The best practice is, as I said, working and understanding the building, thus getting to know it, and you can do it through architectural survey. Then it takes historical research, allows you to understand the transformations the building went through over time. These two things combined help you trace the guidelines that lead you through their story, but also through the constraints. When you work on a new building, once again, the theme is always the knowledge of where you are, of where you can work. You are somehow looking for references, constraints that are mainly given by the use of the materials you want to make known through your project. Because many times in our territory, what is new also works on what is built.
The result overshadows the authorship of the work in favor of an adaptive methodological approach, characterized by a deep knowledge of the building, materials, construction process, context, and history. Thus, the intervention has existing “constraints”.

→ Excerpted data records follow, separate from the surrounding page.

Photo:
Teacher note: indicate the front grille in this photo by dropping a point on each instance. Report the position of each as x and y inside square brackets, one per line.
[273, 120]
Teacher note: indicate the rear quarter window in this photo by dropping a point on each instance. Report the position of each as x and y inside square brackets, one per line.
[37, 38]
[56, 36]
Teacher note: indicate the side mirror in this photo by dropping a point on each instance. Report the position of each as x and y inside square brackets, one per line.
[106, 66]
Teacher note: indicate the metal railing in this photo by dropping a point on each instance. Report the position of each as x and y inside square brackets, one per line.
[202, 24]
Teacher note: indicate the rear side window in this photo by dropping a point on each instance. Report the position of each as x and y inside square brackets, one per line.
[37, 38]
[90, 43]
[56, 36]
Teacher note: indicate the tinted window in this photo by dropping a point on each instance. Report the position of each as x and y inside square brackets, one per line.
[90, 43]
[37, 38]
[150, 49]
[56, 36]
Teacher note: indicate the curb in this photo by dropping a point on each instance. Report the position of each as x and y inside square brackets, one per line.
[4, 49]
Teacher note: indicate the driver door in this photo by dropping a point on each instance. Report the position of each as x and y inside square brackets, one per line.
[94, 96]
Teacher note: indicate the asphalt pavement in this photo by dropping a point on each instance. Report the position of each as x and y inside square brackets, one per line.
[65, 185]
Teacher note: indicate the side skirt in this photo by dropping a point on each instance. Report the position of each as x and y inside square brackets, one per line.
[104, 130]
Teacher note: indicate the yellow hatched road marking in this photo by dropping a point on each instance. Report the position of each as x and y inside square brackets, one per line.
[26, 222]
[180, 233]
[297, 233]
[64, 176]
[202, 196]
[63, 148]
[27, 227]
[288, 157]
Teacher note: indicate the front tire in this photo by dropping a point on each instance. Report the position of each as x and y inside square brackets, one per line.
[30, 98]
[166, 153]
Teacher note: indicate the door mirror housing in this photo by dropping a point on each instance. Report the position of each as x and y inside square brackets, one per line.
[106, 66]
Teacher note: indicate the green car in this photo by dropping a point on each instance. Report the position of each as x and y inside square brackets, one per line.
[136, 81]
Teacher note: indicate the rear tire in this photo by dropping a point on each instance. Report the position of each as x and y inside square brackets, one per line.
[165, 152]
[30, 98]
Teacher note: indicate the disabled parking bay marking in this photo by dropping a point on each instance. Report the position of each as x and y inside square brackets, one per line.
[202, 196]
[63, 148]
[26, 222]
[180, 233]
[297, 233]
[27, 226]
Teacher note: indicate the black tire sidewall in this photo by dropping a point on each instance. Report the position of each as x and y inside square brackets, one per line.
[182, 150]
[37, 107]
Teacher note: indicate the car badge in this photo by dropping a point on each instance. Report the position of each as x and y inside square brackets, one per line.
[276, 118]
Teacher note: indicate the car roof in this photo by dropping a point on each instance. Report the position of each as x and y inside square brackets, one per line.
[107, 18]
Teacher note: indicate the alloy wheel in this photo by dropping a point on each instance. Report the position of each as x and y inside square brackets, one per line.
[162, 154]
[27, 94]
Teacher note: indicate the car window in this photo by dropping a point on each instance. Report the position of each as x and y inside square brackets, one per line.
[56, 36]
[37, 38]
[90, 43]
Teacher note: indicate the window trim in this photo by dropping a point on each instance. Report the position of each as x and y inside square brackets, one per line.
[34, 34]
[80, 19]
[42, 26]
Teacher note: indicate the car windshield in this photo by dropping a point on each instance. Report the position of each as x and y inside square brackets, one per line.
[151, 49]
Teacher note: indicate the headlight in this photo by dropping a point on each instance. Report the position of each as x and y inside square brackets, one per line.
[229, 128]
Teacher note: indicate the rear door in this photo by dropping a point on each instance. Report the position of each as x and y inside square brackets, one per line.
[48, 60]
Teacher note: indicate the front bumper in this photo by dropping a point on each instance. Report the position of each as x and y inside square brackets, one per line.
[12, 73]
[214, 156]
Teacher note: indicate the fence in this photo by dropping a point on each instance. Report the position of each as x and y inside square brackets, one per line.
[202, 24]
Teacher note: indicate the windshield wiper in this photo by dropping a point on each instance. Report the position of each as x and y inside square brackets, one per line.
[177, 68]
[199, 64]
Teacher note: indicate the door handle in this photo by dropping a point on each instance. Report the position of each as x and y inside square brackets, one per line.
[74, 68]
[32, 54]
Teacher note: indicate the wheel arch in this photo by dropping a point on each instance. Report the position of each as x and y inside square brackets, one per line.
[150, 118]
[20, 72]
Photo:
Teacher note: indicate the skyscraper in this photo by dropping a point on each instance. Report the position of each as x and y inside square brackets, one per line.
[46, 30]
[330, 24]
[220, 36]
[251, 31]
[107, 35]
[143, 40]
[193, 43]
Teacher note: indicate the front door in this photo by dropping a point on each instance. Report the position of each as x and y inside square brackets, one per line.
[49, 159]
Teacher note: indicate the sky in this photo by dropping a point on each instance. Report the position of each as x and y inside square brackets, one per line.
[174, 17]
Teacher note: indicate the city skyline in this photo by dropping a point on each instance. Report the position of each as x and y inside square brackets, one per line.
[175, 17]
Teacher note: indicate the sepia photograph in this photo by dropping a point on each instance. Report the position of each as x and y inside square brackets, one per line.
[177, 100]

The design survey addressed by Pellegrini in the lesson shows how Lucca means home but also “gym” for its design, thanks to the Cathedral Museum project or the interventions for the Monastery of Santa Gemma:
I built this building like a small protected cloister, where those who enter in my opinion had to perceive this idea of isolation and peace as to the surrounding periphery. Another project, once again for them, the last project was about memory, and I called it the Museum of Memory because it’s an ossuary, they wanted to gather the nuns of the monastery in this ossuary, as their remains were scattered among various cemeteries, so they gathered them in this small place. In these three buildings that I told you about, one is characterized by bricks; in the guest house the main material is plaster, and it’s a plaster that in the guest house had a precise reference in Michelucci's Osteria del Gambero Rosso in Collodi, because it’s a rough plaster, where the sand grain is very coarse and I liked it to be seen also in this project. Then the last one: the Rapolano travertine for the ossuary, a travertine that is less white than the one of Tivoli. Why are they three different materials? Because I didn’t say to myself "this must be of brick, this must be of stone etc.", for each place this happened thinking about the form, the function and what had to be the result.

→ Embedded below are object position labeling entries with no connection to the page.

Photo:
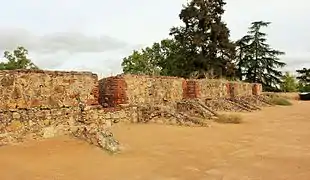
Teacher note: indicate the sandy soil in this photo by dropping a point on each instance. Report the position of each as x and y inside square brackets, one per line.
[273, 144]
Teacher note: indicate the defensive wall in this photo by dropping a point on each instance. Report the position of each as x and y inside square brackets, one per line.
[39, 104]
[133, 89]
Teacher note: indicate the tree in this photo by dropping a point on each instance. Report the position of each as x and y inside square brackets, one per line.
[159, 59]
[258, 62]
[205, 37]
[289, 83]
[304, 79]
[17, 60]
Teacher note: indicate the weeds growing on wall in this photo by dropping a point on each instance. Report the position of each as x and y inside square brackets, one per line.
[280, 101]
[229, 119]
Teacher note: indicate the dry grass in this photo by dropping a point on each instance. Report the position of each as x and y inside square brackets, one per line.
[289, 96]
[229, 119]
[279, 100]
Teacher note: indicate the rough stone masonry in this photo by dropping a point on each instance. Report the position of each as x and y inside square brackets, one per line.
[39, 104]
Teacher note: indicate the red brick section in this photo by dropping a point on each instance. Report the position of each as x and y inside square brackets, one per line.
[232, 90]
[95, 94]
[255, 89]
[113, 91]
[191, 89]
[228, 89]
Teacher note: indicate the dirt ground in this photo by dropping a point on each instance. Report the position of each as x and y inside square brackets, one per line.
[273, 144]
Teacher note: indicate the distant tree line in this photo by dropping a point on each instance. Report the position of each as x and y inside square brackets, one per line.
[18, 59]
[202, 48]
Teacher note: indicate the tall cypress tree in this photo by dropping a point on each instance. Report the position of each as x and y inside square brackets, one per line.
[258, 61]
[206, 38]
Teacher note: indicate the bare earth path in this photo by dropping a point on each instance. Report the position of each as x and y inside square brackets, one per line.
[273, 144]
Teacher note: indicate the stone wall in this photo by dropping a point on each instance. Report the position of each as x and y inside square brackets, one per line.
[39, 104]
[49, 89]
[132, 89]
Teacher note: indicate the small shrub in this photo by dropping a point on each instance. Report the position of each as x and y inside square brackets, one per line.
[229, 119]
[280, 101]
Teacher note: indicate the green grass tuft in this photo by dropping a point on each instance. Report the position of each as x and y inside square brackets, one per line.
[280, 101]
[229, 119]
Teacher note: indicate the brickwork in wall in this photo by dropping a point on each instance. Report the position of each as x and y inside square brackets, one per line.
[112, 91]
[191, 89]
[50, 89]
[140, 90]
[256, 89]
[162, 90]
[40, 104]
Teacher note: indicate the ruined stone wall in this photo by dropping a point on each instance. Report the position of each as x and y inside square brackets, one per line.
[140, 90]
[38, 104]
[49, 89]
[131, 89]
[213, 88]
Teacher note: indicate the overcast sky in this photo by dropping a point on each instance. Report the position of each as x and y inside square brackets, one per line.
[94, 35]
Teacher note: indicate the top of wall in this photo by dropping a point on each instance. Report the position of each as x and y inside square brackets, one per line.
[23, 89]
[58, 73]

Places for “meditating” intersect with those of “exhibiting” and “living” through the examples of the Museo del Fumetto, the Giuseppe Lazzareschi Foundation, the Garibaldi Memorial in Caprera, the Ex Furnace Piva in Riccione, the convent of San Domenico in Canicattì and the many residential interventions in Lucca.
If on the one hand, an architectural practice based on reuse emerges, on the other, it appears that the ability to listen is an essential provision to learn and improve one's approach to design. Architecture is here intended as a “game”, but a serious game: a profession that in the future should increasingly solve existing problems related to the themes of reconstruction, immigration, and the environment.
Architecture is a serious thing, capable of making people live well. Beauty serves to make you feel well and this must be one of the important principles in our job, because beauty in a didactic space, in a school, helps those who are inside it. Beauty in a space where there is suffering like a hospital, helps those inside it.[…] I’ll finish the way I started, in the sense that for me architecture is playing, playing is joy, is living, is narrating and if one manages to do these things with happiness, architecture is beautiful therefore architecture is like playing.